Our menu for the day:
Breakfast - Protein Shake
Lunch - Leftover Quail and roasted veggies
Makes 4 servings
12 ounces top round beef, trimmed to 1/8" fat (I used grass-fed organic strip steak)
4 teaspoons plus 3 tablespoons soy sauce (I used coconut aminos)
1 tablespoon rice wine
3 teaspoons cornstarch (I used brown rice flour)
5 teaspoons olive oil
1 large onion, sliced into thin strips
1 red bell pepper, sliced into thin strips
1/2 teaspoon black pepper
crushed red pepper flakes (optional)
Slice the meat into small thin slices. Combine the 4 teaspoons coconut aminos, 1 tablespoon rice wine, 1 teaspoon brown rice flour and black pepper in a bowl. Add the meat and stir to combine.
In a small bowl, mix 3 tablespoons coconut aminos, 1 tablespoon water and 2 teaspoons brown rice flour. Set aside.

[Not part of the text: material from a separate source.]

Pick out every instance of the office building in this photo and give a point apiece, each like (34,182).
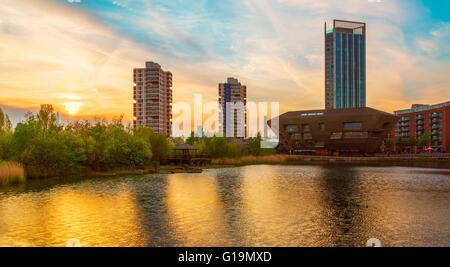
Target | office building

Heat the wok on high heat. Swirl in 1 tablespoon oil and add the beef spreading evenly in the wok. Cook undisturbed for 20 seconds letting the beef brown. Using a spatula, stir meat, cooking another 2 minutes. Transfer to a plate.
Add remaining 2 teaspoons of oil to wok, add peppers and onions and cook about 2 minutes. Return beef to the wok, add the sauce and red pepper flakes and stir fry about 30 seconds until slightly thickened.